Eventually, underground cells were constructed, known as the “Klondike,” which lacked windows and plumbing. They were designed to be as inhospitable as possible and were used to house some of the prison’s most dangerous inmates. The Klondike cells remained in use right up until the prison’s closure.
Beating The System
Despite the building’s mostly impregnable design—and each prisoner being held in solitary confinement or even straitjacketed—many Eastern State Penitentiary inmates found ways to communicate using handwritten notes passed through the plumbing system.
In addition to being an impressive feat of mass organization, the note system proved effective, allowing prisoners to organize several breakout attempts (although most were unsuccessful) and prisoner revolts over the years, beginning with the first one in the 1840s.
The Great Riot Erupted
In 1933, a riot erupted resulting in several injuries and extensive damage to the prison itself. Following this was the largest riot in the Penitentiary’s history on January 8, 1961, and involved approximately 800 inmates.

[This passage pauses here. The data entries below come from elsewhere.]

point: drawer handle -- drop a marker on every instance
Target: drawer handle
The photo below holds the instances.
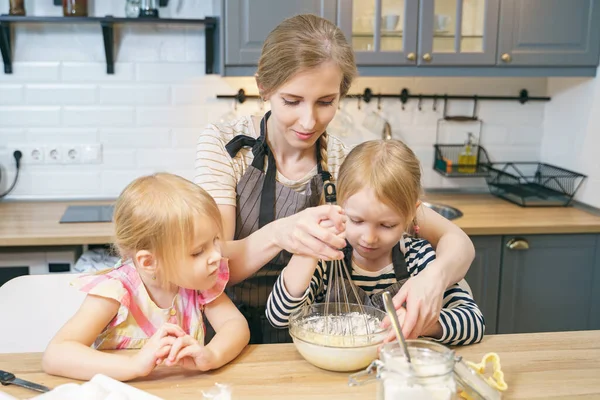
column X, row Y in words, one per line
column 517, row 244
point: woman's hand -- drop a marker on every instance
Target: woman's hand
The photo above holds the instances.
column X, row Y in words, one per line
column 419, row 303
column 305, row 233
column 151, row 354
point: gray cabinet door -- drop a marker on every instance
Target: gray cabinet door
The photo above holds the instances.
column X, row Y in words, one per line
column 484, row 277
column 549, row 33
column 595, row 311
column 380, row 32
column 458, row 32
column 248, row 22
column 549, row 286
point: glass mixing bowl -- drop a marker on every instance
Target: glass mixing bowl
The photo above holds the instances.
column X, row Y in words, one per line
column 330, row 343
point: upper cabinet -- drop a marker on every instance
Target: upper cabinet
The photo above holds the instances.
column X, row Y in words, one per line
column 248, row 22
column 382, row 32
column 434, row 37
column 549, row 33
column 458, row 32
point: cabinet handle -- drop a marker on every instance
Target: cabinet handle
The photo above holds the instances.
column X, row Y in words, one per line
column 517, row 244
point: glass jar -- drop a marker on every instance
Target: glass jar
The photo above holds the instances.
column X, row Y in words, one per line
column 75, row 8
column 17, row 7
column 434, row 373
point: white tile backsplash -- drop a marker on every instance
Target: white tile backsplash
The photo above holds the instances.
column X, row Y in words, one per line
column 32, row 71
column 27, row 116
column 148, row 115
column 130, row 94
column 11, row 94
column 96, row 72
column 59, row 94
column 98, row 116
column 571, row 136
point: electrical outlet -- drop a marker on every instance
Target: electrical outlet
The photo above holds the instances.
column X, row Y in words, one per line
column 30, row 154
column 71, row 154
column 91, row 154
column 53, row 154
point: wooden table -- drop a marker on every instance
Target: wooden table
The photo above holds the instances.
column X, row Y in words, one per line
column 561, row 365
column 36, row 223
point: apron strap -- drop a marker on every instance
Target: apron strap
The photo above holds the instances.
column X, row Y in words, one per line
column 260, row 150
column 399, row 263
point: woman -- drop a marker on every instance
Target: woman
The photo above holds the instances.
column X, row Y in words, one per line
column 267, row 177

The riot was sparked by complaints about living conditions and treatment within the prison and quickly escalated into a violent confrontation between prisoners and guards. It marked a turning point in the running of the Penitentiary and raised questions about the use of punishment and isolation in correctional reform.
The End Of A Dark Era
In the mid-1950s, the Penitentiary was renamed “the State Correctional Institution—Philadelphia.” It continued to operate until 1950 when it finally released or transferred its last prisoners and closed its doors for good. By this time, it had 134 years of history—much of it dark.

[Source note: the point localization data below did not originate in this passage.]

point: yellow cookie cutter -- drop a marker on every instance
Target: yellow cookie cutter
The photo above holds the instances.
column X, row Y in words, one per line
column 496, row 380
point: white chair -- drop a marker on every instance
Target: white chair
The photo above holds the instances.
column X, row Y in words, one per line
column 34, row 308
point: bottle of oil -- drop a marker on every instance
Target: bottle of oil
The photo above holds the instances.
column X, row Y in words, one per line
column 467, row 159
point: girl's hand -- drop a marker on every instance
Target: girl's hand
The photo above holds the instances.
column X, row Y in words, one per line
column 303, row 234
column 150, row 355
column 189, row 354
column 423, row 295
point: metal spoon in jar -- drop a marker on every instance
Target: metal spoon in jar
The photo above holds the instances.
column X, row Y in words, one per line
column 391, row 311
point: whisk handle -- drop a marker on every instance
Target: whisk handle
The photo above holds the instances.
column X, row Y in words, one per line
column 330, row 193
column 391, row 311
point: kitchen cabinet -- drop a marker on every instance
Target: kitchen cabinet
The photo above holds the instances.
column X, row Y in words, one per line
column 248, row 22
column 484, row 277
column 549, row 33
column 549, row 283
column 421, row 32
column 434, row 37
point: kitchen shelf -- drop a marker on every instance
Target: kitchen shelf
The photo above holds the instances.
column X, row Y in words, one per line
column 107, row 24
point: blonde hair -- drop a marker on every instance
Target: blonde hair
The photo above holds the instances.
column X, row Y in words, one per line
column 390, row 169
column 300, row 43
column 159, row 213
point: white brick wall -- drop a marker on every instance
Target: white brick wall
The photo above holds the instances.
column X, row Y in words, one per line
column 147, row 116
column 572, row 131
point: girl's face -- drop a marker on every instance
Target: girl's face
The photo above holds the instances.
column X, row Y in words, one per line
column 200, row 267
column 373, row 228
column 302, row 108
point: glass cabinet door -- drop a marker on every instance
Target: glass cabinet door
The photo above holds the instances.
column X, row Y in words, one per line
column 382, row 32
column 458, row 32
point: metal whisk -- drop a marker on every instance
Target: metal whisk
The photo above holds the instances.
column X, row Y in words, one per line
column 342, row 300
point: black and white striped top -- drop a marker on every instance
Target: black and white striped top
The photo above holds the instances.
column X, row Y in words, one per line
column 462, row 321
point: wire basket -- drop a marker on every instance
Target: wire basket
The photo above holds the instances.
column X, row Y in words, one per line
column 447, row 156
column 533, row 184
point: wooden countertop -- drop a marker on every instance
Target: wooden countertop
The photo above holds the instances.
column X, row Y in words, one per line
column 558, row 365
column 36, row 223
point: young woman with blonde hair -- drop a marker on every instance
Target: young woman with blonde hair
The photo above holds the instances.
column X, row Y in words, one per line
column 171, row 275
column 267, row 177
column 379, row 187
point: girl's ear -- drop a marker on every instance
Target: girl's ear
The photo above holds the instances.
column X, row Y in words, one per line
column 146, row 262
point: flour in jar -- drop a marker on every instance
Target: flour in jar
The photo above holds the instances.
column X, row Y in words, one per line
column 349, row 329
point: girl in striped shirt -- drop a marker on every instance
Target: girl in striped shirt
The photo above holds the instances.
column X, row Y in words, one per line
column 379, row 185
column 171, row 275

For two decades, the complex was abandoned. A small forest grew over its grounds, becoming a haven for stray cats. After so long, it was reclaimed, transformed, and reopened as an educational attraction for anyone who wished to make the trip.
The Penitentiary Museum
While those at the Eastern State Penitentiary were often visited by misery and anguish, today, the prison has a new kind of regular visitor: tourists. While it was always an attractive place to stop by (at least for outsiders), it is now a full-time point of interest for visitors to Philadelphia as a museum.
It now serves as a popular place to get scared silly on Halloween—or any other day of the year. Due to its size, it could technically be the biggest attraction that Philadelphia has to offer.